Prediction and analysis of the functional COGs based on 16S rDNA sequencing data

Using Phylogenetic Investigation of Communities by Reconstruction of Unobserved States (PICRUSt) software, the functional genomic compositions of samples were inferred by comparing the species composition data obtained by 16S sequencing and analyzing the functional differences among different samples or groups. Because the 16S rDNA gene differs among different species, the OTU table was standardized. Clusters of Orthologous Groups of proteins (COG) families could be identified via Greengene IDs corresponding to the OTUs, and COG abundances could be computed. The pathway information for the OTU abundances could be obtained from the COGs database.

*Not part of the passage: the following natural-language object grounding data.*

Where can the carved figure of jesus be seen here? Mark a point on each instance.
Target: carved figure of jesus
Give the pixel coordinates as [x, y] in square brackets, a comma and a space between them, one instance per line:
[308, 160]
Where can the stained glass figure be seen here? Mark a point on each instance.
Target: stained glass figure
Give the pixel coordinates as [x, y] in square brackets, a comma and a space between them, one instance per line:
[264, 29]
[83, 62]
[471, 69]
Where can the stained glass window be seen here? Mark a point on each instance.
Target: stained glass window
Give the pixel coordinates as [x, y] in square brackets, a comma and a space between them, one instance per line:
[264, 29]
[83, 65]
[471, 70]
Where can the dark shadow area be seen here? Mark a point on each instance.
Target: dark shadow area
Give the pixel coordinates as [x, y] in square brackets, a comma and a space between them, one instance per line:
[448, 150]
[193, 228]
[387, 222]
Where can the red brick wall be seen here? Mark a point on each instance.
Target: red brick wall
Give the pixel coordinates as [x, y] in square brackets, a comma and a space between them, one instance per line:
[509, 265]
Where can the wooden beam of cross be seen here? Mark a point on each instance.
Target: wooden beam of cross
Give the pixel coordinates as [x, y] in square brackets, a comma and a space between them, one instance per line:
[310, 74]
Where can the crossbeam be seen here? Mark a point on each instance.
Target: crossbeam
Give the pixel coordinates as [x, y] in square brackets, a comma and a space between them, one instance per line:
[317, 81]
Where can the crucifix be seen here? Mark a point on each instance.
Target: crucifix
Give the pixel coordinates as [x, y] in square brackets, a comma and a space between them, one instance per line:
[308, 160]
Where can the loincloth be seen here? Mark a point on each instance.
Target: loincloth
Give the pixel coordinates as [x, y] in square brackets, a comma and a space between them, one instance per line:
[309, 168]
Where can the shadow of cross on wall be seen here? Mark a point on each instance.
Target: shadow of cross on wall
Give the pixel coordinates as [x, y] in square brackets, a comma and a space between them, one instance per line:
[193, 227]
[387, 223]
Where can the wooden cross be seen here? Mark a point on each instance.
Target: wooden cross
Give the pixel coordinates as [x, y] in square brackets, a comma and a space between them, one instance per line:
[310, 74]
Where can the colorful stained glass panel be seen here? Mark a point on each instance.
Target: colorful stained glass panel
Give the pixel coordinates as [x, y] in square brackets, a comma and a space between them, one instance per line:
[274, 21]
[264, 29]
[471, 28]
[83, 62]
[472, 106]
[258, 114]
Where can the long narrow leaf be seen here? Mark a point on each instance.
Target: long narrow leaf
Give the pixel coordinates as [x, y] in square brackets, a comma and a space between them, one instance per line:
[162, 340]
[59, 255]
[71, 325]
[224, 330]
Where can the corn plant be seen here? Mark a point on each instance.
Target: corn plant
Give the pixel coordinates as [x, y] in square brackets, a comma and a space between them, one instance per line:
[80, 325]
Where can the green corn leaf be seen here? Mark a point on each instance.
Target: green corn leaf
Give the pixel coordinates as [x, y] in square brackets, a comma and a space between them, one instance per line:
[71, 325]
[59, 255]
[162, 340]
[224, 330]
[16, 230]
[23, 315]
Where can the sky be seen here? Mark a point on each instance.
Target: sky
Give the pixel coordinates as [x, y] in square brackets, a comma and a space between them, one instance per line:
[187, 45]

For the abundances of functional categories at the genus level. The G test (for large samples, where the number of functional genes annotated was more than 20) and Fisher’s test (for small samples, where the number of functional genes annotated was less than 20) were used to test significant differences between two samples. Two-tailed t-tests were performed between different groups, and the P-value threshold was 0.05 (<0.05 indicates significance).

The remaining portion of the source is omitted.